たしかに試験では車両の角度、ダミーの位置、衝突速度などが厳密に設定されており、わずかにズレただけで評価が変わる可能性があるのは事実です。そのため、試験に最適化したモデル設計を行うメーカーもあります。
しかし同時に、公正な評価を担保するために、ナスバやJARIが実施する市販車ベースのテスト手続きは、国の定めた手順に厳密に従うことを義務付けられています:contentReference[oaicite:4]{index=4}。
試験不正は“抜け道”より手順違反が問題
今回発覚した不正の多くは、「国が定めた条件とは違う重さ・測定手順で試験を行い、そのデータを使用した」といった、制度違反的な行為です。これらは試験を“巧みに通る設計”というよりも、単純に手順を守らなかったことが問題視されています:contentReference[oaicite:5]{index=5}。

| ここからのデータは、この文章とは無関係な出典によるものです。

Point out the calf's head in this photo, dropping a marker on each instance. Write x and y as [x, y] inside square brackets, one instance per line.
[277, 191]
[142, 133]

多くの不正は数年前のもので、対象車種も日本国内向け限定。米ドル向けや欧州仕様とは別の極端な設計変更は含まれていませんでした:contentReference[oaicite:6]{index=6}。
それでも安心して乗れるのか?メーカーはどう対応している?
メーカーは今回の事態を重く受け止め、公表された全モデルの試験内容を見直す対応に動いています。2024年以降は認証手順の厳格順守が強化され、改善措置が継続されています:contentReference[oaicite:7]{index=7}。
また、米国のNHTSAやIIHS、欧州のEuro NCAPといった外部評価機関の試験では、日本国内の不正問題とは無関係に厳しい評価が行われており、日本車であっても海外仕様のテストで高評価を受けているケースが多くあります。
まとめ:性能スコアだけで判断せず、安全設計実績と試験透明性を見る
車の安全性能は「試験のズレを狙った抜け道設計」ではなく、法定・市場用試験手順の遵守と、独立第三者試験の評価得点で判断されます。制度自体も改善が進行中です。
最新の情報をもとに、各メーカーの公式リリースやJNCAP評価、外部機関によるテスト結果などをチェックすることで、安心して乗れる選択ができます。